Virtual Dining Concepts unveiled a new virtual brand featuring celebrity chef Robert Irvine. Robert Irvine’s American Heroes will be offering hot and cold hero sandwiches as well as sides and brownies for delivery only. A portion of the proceeds will benefit The Chief’s Robert Irvine Foundation which supports military service members. Restaurants can partner with Virtual Dining Concepts and prepare the brand from existing kitchens. It is the company’s thirteenth brand, joining MrBeast Burger, Barstool Bites and others.

Nextbite has hired a concept director. Lara Hoyem spent nearly 15 years at Shutterfly, where she most recently managed the company’s photo book line. She will bring this digital commerce experience to the virtual brand provider, leading the development of new brands, consumer marketing and other strategies. She is the latest addition to Nextbite’s growing leadership team.

GoTab has hired its first CFO. Mike Dunn joins technology provider from software company Cadmium, where he served as CFO for two years. He has held the same title at several technology companies over the past 17 years.
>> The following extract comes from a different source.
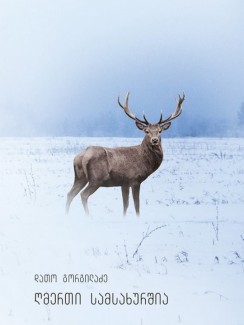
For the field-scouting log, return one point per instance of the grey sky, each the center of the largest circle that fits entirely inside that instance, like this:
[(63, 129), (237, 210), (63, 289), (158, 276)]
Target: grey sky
[(68, 60)]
At GoTab, he will be responsible for helping scale the business and managing relationships with financial partners. GoTab offers mobile ordering and payment tools.

PopID is working with Visa to enable pay-per-face technology in the Middle East. Under the partnership, banks can join the PopID facial recognition platform and allow customers to link their facial biometrics to their debit or credit cards. Cafe chain Costa Coffee is among the operations considering starting to use the technology. PopID said the technology speeds throughput and increases check average while providing a social distancing friendly payment option.